But when she sang there was no more of the naïve, shrinking manner. She sang superbly, and the audience was aroused to the particular quality of enthusiasm which only Calvé seems able to awaken.
In the duet with Sig. Cremonini from Mascagni's "L'Amico Fritz," she was as fine as ever, and proved how her marvelous powers can add distinction and significance to any music. Only when she returned to give the "Mysoil" aria from David's "Perle du Brasil," was there any recurrence of the remarkable combinations of skittishness and apprehension in her manner. But that lasted only a few moments, and she grew so pensive that, resting her elbow on the piano, she gazed with an expression of intense melancholy out into the auditorium.
The air was beautifully sung, and Mlle. Calvé was absorbed in it until, turning her back to the audience, she discovered that the flutist who was to accompany her was sitting immediately back of her.
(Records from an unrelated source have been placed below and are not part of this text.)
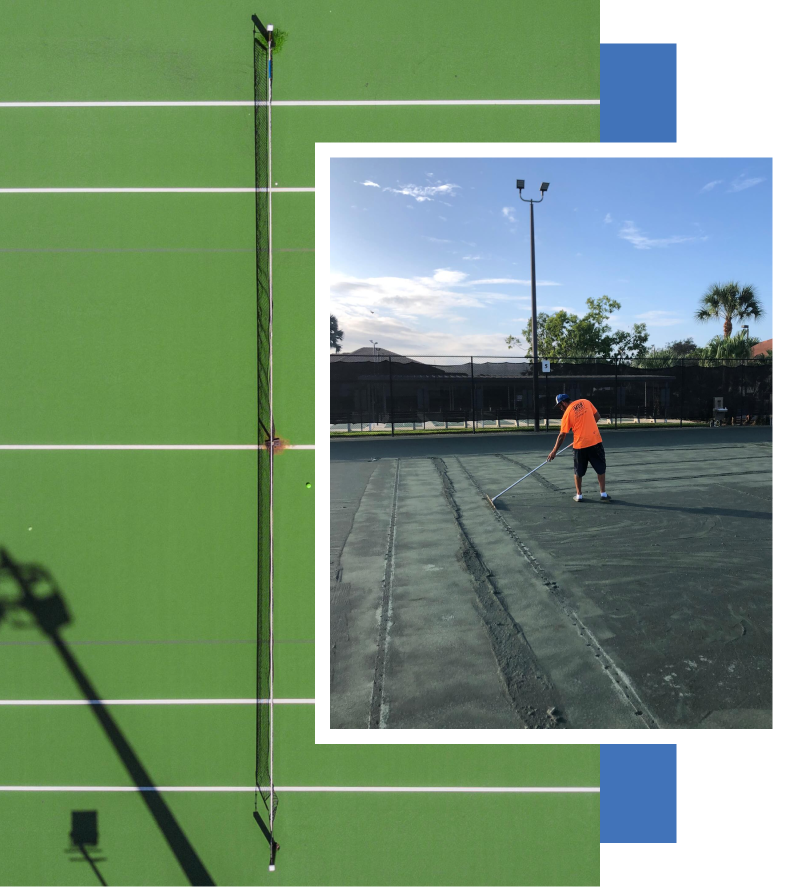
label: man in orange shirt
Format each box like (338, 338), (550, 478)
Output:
(546, 393), (610, 501)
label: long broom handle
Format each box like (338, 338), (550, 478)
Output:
(490, 443), (573, 504)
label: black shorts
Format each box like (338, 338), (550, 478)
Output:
(573, 442), (606, 477)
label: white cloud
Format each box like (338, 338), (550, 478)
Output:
(334, 313), (519, 356)
(384, 182), (461, 202)
(438, 215), (447, 221)
(503, 306), (576, 320)
(618, 220), (707, 249)
(604, 213), (613, 224)
(330, 266), (563, 328)
(424, 236), (452, 243)
(502, 207), (517, 223)
(360, 180), (380, 188)
(431, 268), (468, 285)
(330, 266), (565, 353)
(458, 277), (561, 287)
(634, 310), (684, 327)
(462, 255), (482, 261)
(331, 270), (481, 324)
(728, 174), (766, 192)
(700, 180), (723, 192)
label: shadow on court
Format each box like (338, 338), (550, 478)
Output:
(68, 810), (108, 886)
(0, 548), (215, 887)
(580, 498), (771, 521)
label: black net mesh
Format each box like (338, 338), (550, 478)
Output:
(330, 355), (772, 431)
(253, 26), (277, 826)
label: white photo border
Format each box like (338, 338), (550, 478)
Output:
(315, 142), (788, 745)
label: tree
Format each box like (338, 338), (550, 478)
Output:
(664, 337), (698, 356)
(695, 281), (764, 339)
(638, 338), (702, 367)
(699, 329), (765, 364)
(330, 314), (344, 353)
(506, 296), (650, 359)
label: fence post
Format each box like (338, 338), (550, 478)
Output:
(614, 357), (618, 430)
(470, 356), (476, 434)
(388, 356), (395, 437)
(679, 359), (684, 428)
(545, 367), (549, 431)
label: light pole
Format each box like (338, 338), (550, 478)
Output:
(517, 180), (549, 432)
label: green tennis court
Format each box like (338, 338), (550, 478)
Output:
(1, 3), (600, 884)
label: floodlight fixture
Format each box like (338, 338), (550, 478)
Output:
(540, 182), (550, 193)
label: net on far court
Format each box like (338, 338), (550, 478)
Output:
(252, 14), (278, 862)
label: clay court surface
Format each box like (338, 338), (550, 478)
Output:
(331, 426), (772, 730)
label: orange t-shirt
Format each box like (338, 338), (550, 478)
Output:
(560, 399), (602, 449)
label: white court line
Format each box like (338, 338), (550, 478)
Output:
(0, 188), (313, 194)
(0, 99), (599, 108)
(0, 698), (314, 706)
(0, 444), (315, 450)
(0, 785), (599, 793)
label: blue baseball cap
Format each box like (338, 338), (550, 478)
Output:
(555, 393), (570, 405)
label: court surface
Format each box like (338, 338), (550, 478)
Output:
(331, 427), (772, 730)
(1, 2), (601, 885)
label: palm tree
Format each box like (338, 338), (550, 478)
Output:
(330, 314), (344, 353)
(699, 329), (763, 366)
(695, 281), (764, 338)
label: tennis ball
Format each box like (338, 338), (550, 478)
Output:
(306, 482), (312, 489)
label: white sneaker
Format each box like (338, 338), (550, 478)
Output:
(573, 494), (583, 501)
(600, 492), (611, 500)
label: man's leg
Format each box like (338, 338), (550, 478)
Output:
(575, 474), (582, 495)
(597, 473), (606, 493)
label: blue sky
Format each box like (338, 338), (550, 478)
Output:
(329, 157), (772, 355)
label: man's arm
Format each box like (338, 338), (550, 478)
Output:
(593, 410), (601, 422)
(547, 431), (567, 461)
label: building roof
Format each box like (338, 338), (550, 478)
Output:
(330, 347), (427, 365)
(751, 338), (772, 357)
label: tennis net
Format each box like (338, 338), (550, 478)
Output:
(253, 15), (278, 850)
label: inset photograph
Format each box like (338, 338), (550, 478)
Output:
(329, 156), (772, 730)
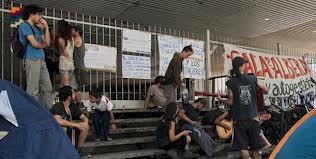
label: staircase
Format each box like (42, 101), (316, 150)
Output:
(80, 109), (274, 159)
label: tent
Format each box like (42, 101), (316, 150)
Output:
(0, 80), (80, 159)
(269, 108), (316, 159)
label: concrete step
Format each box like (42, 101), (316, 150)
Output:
(115, 118), (160, 124)
(81, 143), (231, 159)
(83, 136), (156, 148)
(87, 125), (217, 141)
(82, 136), (157, 154)
(82, 148), (166, 159)
(87, 127), (157, 141)
(112, 108), (215, 113)
(212, 146), (275, 159)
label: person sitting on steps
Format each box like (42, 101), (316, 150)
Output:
(144, 76), (167, 109)
(156, 102), (199, 159)
(50, 86), (89, 154)
(89, 89), (117, 141)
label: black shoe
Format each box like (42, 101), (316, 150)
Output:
(183, 150), (199, 158)
(167, 149), (182, 159)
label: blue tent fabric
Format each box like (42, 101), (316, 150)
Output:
(0, 80), (80, 159)
(270, 109), (316, 159)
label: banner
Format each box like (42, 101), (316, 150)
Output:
(122, 29), (151, 55)
(158, 35), (183, 76)
(183, 39), (205, 79)
(224, 44), (316, 101)
(84, 44), (117, 72)
(158, 34), (205, 79)
(122, 55), (151, 79)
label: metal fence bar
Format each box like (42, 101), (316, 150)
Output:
(1, 4), (315, 107)
(1, 0), (4, 79)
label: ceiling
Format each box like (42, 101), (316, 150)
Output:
(13, 0), (316, 52)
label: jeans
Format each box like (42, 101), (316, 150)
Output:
(181, 123), (216, 157)
(162, 84), (177, 104)
(24, 59), (52, 109)
(92, 110), (110, 139)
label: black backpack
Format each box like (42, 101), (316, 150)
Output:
(10, 22), (35, 59)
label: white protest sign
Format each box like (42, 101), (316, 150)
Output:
(84, 43), (117, 72)
(122, 55), (151, 79)
(183, 39), (205, 79)
(158, 35), (183, 76)
(158, 35), (206, 79)
(122, 29), (151, 55)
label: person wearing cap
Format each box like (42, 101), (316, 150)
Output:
(217, 57), (268, 159)
(162, 45), (193, 104)
(178, 98), (216, 157)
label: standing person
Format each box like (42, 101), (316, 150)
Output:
(156, 102), (198, 159)
(19, 4), (52, 109)
(44, 27), (59, 86)
(217, 57), (269, 159)
(56, 20), (77, 89)
(180, 81), (189, 103)
(71, 25), (87, 88)
(89, 89), (117, 141)
(50, 86), (89, 153)
(163, 45), (193, 104)
(144, 76), (167, 109)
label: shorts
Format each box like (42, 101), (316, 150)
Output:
(74, 68), (88, 87)
(232, 120), (264, 151)
(59, 70), (78, 89)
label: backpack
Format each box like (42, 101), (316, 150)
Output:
(10, 22), (35, 59)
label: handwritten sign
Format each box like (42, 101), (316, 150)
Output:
(183, 38), (205, 79)
(224, 44), (315, 99)
(122, 29), (151, 55)
(122, 55), (151, 79)
(84, 43), (117, 72)
(158, 35), (205, 79)
(158, 35), (183, 76)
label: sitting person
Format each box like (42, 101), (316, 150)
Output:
(200, 108), (232, 130)
(213, 109), (271, 148)
(50, 86), (89, 152)
(144, 76), (167, 109)
(73, 89), (89, 118)
(178, 98), (216, 157)
(156, 102), (198, 159)
(89, 89), (117, 141)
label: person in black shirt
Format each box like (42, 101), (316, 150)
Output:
(156, 102), (198, 159)
(178, 98), (216, 157)
(162, 45), (193, 104)
(217, 57), (268, 159)
(50, 86), (89, 151)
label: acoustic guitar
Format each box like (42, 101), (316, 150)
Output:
(216, 114), (272, 140)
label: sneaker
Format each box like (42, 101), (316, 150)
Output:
(94, 138), (101, 142)
(183, 150), (199, 158)
(167, 149), (181, 159)
(107, 136), (113, 141)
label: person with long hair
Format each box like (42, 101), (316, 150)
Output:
(144, 76), (167, 109)
(56, 20), (77, 89)
(217, 57), (269, 159)
(156, 102), (198, 159)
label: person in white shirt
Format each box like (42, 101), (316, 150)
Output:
(89, 89), (117, 141)
(180, 82), (189, 103)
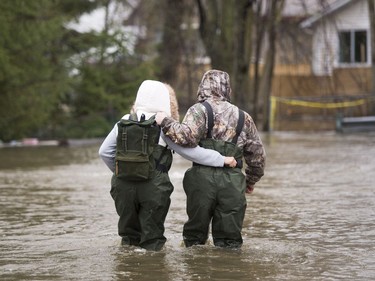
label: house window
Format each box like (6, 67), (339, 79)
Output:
(339, 30), (368, 64)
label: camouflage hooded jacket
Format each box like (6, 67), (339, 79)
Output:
(160, 70), (266, 185)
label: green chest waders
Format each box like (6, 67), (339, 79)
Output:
(182, 101), (247, 248)
(111, 142), (174, 251)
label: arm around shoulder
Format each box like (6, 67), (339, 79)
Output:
(161, 132), (225, 167)
(160, 104), (206, 147)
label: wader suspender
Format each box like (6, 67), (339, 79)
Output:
(152, 119), (169, 173)
(232, 108), (245, 144)
(153, 123), (167, 173)
(201, 101), (245, 144)
(201, 101), (245, 169)
(155, 145), (168, 173)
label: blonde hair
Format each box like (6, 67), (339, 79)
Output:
(164, 83), (180, 120)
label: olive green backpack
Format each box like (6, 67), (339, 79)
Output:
(115, 114), (161, 181)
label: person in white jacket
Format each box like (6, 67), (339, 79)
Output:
(99, 80), (236, 251)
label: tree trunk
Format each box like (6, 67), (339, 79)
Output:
(252, 1), (266, 123)
(196, 0), (235, 72)
(232, 0), (253, 111)
(159, 0), (186, 84)
(260, 0), (284, 132)
(196, 0), (254, 109)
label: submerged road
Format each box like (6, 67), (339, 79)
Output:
(1, 131), (374, 280)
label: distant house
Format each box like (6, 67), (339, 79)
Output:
(300, 0), (371, 76)
(271, 0), (373, 130)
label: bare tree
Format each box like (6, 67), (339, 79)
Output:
(195, 0), (286, 131)
(251, 1), (266, 124)
(196, 0), (255, 111)
(158, 0), (187, 84)
(254, 0), (285, 131)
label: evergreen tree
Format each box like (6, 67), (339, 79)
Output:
(67, 0), (159, 138)
(0, 0), (152, 141)
(0, 0), (99, 141)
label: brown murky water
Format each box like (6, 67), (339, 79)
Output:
(1, 132), (375, 281)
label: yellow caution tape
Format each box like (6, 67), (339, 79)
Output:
(271, 96), (366, 109)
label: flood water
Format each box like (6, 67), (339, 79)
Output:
(1, 132), (375, 281)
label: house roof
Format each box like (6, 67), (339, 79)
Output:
(300, 0), (356, 28)
(282, 0), (333, 16)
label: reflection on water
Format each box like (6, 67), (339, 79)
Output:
(0, 145), (97, 170)
(1, 132), (375, 280)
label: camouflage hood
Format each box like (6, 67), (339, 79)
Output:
(197, 70), (232, 102)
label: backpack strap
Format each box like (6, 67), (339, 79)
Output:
(232, 109), (245, 144)
(201, 101), (214, 139)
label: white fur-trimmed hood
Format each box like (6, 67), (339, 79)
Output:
(133, 80), (171, 120)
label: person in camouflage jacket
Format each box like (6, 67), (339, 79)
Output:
(157, 70), (265, 190)
(156, 69), (266, 248)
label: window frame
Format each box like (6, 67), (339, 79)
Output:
(337, 29), (370, 66)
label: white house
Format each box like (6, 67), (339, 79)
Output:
(300, 0), (371, 76)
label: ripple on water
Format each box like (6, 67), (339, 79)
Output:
(1, 135), (375, 281)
Then she smiled her apologies to him, and stepped over to the centre of the stage. The applause that followed her singing was continuous and overwhelming until she walked to the footlights and said in French:
"I will sing you a song of my own country without accompaniment."
She did it with so much fire and spirit that it had every effect except to quiet the audience. But she would sing no more.
It was a Calvé night, and the sagacious Pol Plançon sat in a box. Discretion was the better part of valor. T. Adamowski played admirably Bruch's "Fantasie On Scotch Airs." Signor Cremonini sang, and so did Signor Ancona, while Anton Seidl rendered as well as usual the ballet music from "Le Cid" and Saint Saens's "Le Rouet d'Omphale." But it was a Calvé concert.
Unsigned review in the Brooklyn Eagle
CALVÉ IN CONCERT
There was an enormous crowd at the Metropolitan Opera House last night to hear Emma Calvé sing, and the enthusiasm mounted even higher than it does for Plançon, the prime favorite of these affairs. Calvé sang the mad scene from "Hamlet" beautifully, though it lacked the dramatic significance which she is able to impart to it when she acts it. Her vocalization, however, was simply wonderful and showed that she is a great singer as well as an actress. She also sang an air from the "Pearl Fishers" by David as brilliantly as any coloratura soprano on the stage could have done it and joined with Cremonini in a duet from "L'Amico Fritz." She seemed somewhat ill at ease in having no action, but when she sang she was the great artist whom the public knows in opera, and the lack of scenery and action was not allowed to dwarf the effect of her work. Cremonini, Ancona and some other excellent artists sang, and Seidl and his orchestra played as well as usual, but they were only foils for the popular soprano. On Wednesday night Calvé and Melba will both sing, the latter in "Lucia" and the former in "Cavalleria."